Haben die Geldhäuser auch davon profitiert, dass viele Anleger angesichts der steuerlichen Vorteile in der Schweiz vielleicht nicht so genau hingeschaut haben?
Schwärzler: Mit Sicherheit spielte das eine Rolle. Vor der politischen Intervention und der daraus resultierenden Weißgeldstrategie der Schweiz waren die Geschäftsmodelle stark auf Vertrauen aufgebaut und viele Anleger haben so gut wie gar nicht hinterfragt, wie die Banken das Geld verwalten und – vor allem – was sie daran verdient haben.

In der Schweiz wurde die Gesetzeslage zugunsten der Anleger nachgebessert. Wie sieht es in Deutschland aus?
Rotter: In Deutschland muss man zwei Fälle unterscheiden: Weist ein Bankberater nicht auf eine Provision hin, kann er sich wegen fehlerhafter Anlageberatung schadensersatzpflichtig machen. Die davon zu trennende Frage ist aber, ob ein Anleger auch einen Anspruch auf Herausgabe dieser Provision hat. Hier besteht immer noch eine bedeutende Rechtsunsicherheit. Es gibt obergerichtliche Urteile, die den Herausgabeanspruch bejahen, gleichzeitig gibt es Entscheidungen, die das verneinen. Der Bundesgerichtshof (BGH) hat sich zu dieser Frage noch nicht geäußert.

An Provisionszahlungen kommen Kunden also nicht heran?
Rotter: Es ist schwierig. Wenn ein Anleger beweisen kann, dass er fehlerhaft beraten und nicht korrekt auf Provisionszahlungen hingewiesen wurde, dann hat er einen Schadensersatzanspruch. Das heißt meist jedoch, dass die komplette Anlage rückabgewickelt wird und der Anleger damit so gestellt wird, als habe er nie einen Schaden erlitten. Von der Provision sieht er trotzdem nichts.

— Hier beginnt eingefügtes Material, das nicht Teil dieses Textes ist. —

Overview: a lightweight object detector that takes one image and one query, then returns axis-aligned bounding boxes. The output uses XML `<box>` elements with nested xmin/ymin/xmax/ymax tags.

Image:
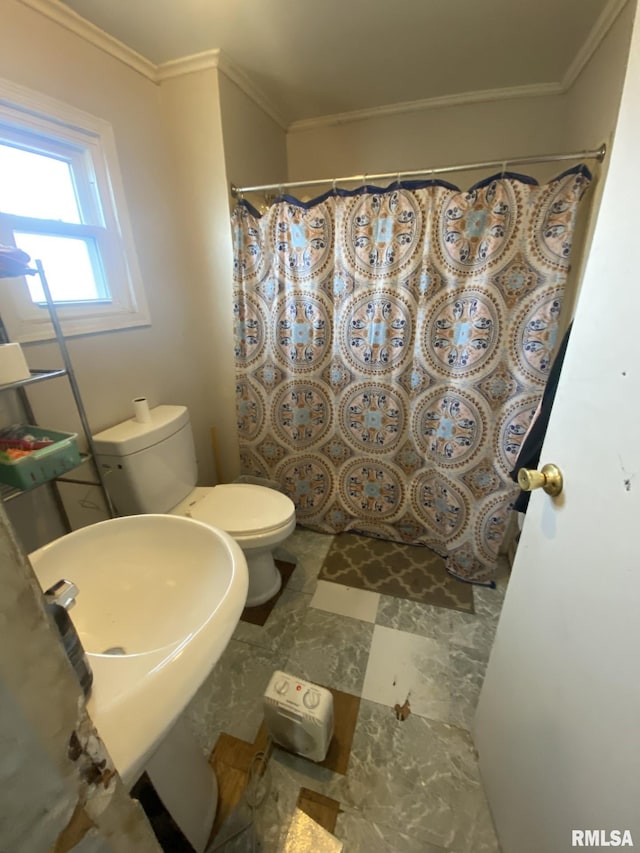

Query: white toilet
<box><xmin>92</xmin><ymin>405</ymin><xmax>295</xmax><ymax>607</ymax></box>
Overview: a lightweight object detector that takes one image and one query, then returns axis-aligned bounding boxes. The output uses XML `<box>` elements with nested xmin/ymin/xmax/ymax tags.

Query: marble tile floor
<box><xmin>184</xmin><ymin>527</ymin><xmax>508</xmax><ymax>852</ymax></box>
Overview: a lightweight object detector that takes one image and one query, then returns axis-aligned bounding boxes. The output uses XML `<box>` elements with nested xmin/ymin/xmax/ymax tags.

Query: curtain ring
<box><xmin>332</xmin><ymin>178</ymin><xmax>337</xmax><ymax>195</ymax></box>
<box><xmin>362</xmin><ymin>173</ymin><xmax>367</xmax><ymax>188</ymax></box>
<box><xmin>396</xmin><ymin>172</ymin><xmax>401</xmax><ymax>189</ymax></box>
<box><xmin>500</xmin><ymin>161</ymin><xmax>507</xmax><ymax>181</ymax></box>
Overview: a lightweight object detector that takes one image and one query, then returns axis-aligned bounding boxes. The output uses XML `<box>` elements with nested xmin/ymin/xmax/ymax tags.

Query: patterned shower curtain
<box><xmin>232</xmin><ymin>167</ymin><xmax>590</xmax><ymax>584</ymax></box>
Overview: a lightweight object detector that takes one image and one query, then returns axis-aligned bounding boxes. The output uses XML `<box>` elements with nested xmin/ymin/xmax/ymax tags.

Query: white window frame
<box><xmin>0</xmin><ymin>78</ymin><xmax>150</xmax><ymax>342</ymax></box>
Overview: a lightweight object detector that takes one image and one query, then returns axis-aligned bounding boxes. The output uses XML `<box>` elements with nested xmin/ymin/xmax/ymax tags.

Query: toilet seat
<box><xmin>188</xmin><ymin>484</ymin><xmax>295</xmax><ymax>537</ymax></box>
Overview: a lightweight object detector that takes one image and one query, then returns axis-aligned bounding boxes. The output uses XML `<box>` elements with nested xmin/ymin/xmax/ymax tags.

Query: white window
<box><xmin>0</xmin><ymin>79</ymin><xmax>149</xmax><ymax>341</ymax></box>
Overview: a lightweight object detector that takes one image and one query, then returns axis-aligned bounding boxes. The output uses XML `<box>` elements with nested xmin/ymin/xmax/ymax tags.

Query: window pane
<box><xmin>14</xmin><ymin>233</ymin><xmax>108</xmax><ymax>303</ymax></box>
<box><xmin>0</xmin><ymin>144</ymin><xmax>81</xmax><ymax>223</ymax></box>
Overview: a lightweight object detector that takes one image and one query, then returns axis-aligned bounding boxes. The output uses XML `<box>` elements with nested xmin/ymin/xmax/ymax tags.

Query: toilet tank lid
<box><xmin>92</xmin><ymin>405</ymin><xmax>189</xmax><ymax>456</ymax></box>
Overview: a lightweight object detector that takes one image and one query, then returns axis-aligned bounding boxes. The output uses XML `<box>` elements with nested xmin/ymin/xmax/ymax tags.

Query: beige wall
<box><xmin>286</xmin><ymin>2</ymin><xmax>634</xmax><ymax>193</ymax></box>
<box><xmin>565</xmin><ymin>0</ymin><xmax>635</xmax><ymax>151</ymax></box>
<box><xmin>287</xmin><ymin>93</ymin><xmax>570</xmax><ymax>188</ymax></box>
<box><xmin>159</xmin><ymin>67</ymin><xmax>241</xmax><ymax>484</ymax></box>
<box><xmin>0</xmin><ymin>1</ymin><xmax>220</xmax><ymax>548</ymax></box>
<box><xmin>218</xmin><ymin>72</ymin><xmax>288</xmax><ymax>195</ymax></box>
<box><xmin>560</xmin><ymin>0</ymin><xmax>635</xmax><ymax>313</ymax></box>
<box><xmin>136</xmin><ymin>67</ymin><xmax>288</xmax><ymax>489</ymax></box>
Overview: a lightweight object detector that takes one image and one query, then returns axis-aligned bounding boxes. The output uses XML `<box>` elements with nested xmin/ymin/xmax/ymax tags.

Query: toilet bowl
<box><xmin>92</xmin><ymin>405</ymin><xmax>296</xmax><ymax>608</ymax></box>
<box><xmin>170</xmin><ymin>485</ymin><xmax>296</xmax><ymax>606</ymax></box>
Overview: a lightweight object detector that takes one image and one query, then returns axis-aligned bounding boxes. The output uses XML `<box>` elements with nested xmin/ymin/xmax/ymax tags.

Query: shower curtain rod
<box><xmin>230</xmin><ymin>143</ymin><xmax>607</xmax><ymax>197</ymax></box>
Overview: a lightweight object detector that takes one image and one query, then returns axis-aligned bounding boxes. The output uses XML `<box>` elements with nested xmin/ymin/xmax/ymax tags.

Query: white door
<box><xmin>474</xmin><ymin>9</ymin><xmax>640</xmax><ymax>853</ymax></box>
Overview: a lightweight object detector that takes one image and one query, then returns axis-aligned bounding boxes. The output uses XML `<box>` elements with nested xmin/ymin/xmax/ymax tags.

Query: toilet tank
<box><xmin>92</xmin><ymin>405</ymin><xmax>198</xmax><ymax>515</ymax></box>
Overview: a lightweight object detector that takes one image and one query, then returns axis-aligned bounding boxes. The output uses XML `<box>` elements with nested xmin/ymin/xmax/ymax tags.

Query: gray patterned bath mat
<box><xmin>318</xmin><ymin>533</ymin><xmax>474</xmax><ymax>614</ymax></box>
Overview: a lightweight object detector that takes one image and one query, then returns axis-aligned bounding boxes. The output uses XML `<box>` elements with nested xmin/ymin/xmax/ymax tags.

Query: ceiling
<box><xmin>56</xmin><ymin>0</ymin><xmax>614</xmax><ymax>126</ymax></box>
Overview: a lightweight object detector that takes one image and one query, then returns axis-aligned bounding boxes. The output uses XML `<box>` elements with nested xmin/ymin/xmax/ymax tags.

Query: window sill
<box><xmin>16</xmin><ymin>314</ymin><xmax>152</xmax><ymax>342</ymax></box>
<box><xmin>0</xmin><ymin>294</ymin><xmax>151</xmax><ymax>342</ymax></box>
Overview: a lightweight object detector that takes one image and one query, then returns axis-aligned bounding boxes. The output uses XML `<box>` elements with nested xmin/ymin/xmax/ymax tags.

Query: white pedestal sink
<box><xmin>29</xmin><ymin>514</ymin><xmax>249</xmax><ymax>851</ymax></box>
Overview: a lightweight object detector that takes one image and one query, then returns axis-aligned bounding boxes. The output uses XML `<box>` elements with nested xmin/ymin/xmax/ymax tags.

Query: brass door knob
<box><xmin>517</xmin><ymin>463</ymin><xmax>563</xmax><ymax>496</ymax></box>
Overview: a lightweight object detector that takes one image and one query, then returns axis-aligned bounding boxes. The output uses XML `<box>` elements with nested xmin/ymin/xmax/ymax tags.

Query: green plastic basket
<box><xmin>0</xmin><ymin>425</ymin><xmax>80</xmax><ymax>491</ymax></box>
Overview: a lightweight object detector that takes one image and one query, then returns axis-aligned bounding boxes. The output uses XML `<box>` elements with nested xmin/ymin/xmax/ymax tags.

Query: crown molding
<box><xmin>154</xmin><ymin>49</ymin><xmax>220</xmax><ymax>81</ymax></box>
<box><xmin>561</xmin><ymin>0</ymin><xmax>630</xmax><ymax>90</ymax></box>
<box><xmin>155</xmin><ymin>48</ymin><xmax>288</xmax><ymax>129</ymax></box>
<box><xmin>18</xmin><ymin>0</ymin><xmax>156</xmax><ymax>80</ymax></box>
<box><xmin>289</xmin><ymin>0</ymin><xmax>629</xmax><ymax>134</ymax></box>
<box><xmin>214</xmin><ymin>53</ymin><xmax>289</xmax><ymax>130</ymax></box>
<box><xmin>288</xmin><ymin>83</ymin><xmax>563</xmax><ymax>133</ymax></box>
<box><xmin>20</xmin><ymin>0</ymin><xmax>289</xmax><ymax>128</ymax></box>
<box><xmin>19</xmin><ymin>0</ymin><xmax>629</xmax><ymax>133</ymax></box>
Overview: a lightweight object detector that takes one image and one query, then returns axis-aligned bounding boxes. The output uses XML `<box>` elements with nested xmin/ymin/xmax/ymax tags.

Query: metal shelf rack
<box><xmin>0</xmin><ymin>259</ymin><xmax>116</xmax><ymax>528</ymax></box>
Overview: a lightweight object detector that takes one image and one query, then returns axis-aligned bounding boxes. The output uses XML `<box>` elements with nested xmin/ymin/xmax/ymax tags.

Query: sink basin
<box><xmin>29</xmin><ymin>514</ymin><xmax>248</xmax><ymax>787</ymax></box>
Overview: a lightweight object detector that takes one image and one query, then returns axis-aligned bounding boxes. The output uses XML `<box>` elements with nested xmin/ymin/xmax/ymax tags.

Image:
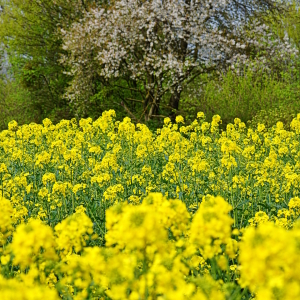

Gibt es Tendenzen, dass sich an dieser Rechtsunsicherheit in absehbarer Zeit etwas ändern wird?
Rotter: Die sehe ich bis zu einer höchstrichterlichen Entscheidung durch den Bundesgerichtshof nicht. Zwischenzeitlich hat der BGH allerdings bezüglich der Aufklärungspflichten bei Provisionen zu Gunsten der Anleger entschieden, dass ab 1.8.14 die Kunden zumindest über alle Arten von Provisionen aufzuklären sind, egal, ob es sich um Ausgabeaufschläge, Rückvergütungen oder einen Teil des Kaufpreises, die so genannten Innenprovisionen, handelt.

Zurück zur Situation deutscher Anleger in der Schweiz: 2018 werden im Rahmen des Automatischen Datenaustauschs erstmals Steuerdaten zwischen Banken und Finanzbehörden ausgetauscht. Erwarten Sie hierdurch noch Auswirkungen auf vorhandene Provisionsforderungen?  Da der Steuervorteil wegfällt, werden Kunden ihre Anlage eventuell kritischer unter die Lupe nehmen.
Schwärzler: Wir gehen davon aus, dass nur noch ein sehr geringer Teil der in der Schweiz angelegten Gelder noch nicht deklariert ist. Hier erwarten wir keine großen Auswirkungen mehr. Das ändert jedoch nichts daran, dass die Banken immer noch auf hohen Provisionen sitzen, die die Anleger schlicht aus Unwissenheit nicht einfordern. Denn häufig verwechseln Kunden die Provisionszahlungen mit den üblichen Bankgebühren und haken bei den vermeintlich niedrigen Beträgen nicht nach. Ein Fehler, vor allem vor dem Hintergrund des derzeitig niedrigen Zinsumfelds. In der Regel liegt der Prozentsatz für Provisionen bei 0,5% bis 1,5% der Anlagesumme pro Jahr. Wenn man dann noch die Verzugszinsen, die in der Schweiz auf 5% pro Jahr festgelegt sind, dazunimmt, ist das bei der derzeitigen Niedrigzinslage richtig gut angelegtes Geld. Der Kunde muss das Geld nur abholen.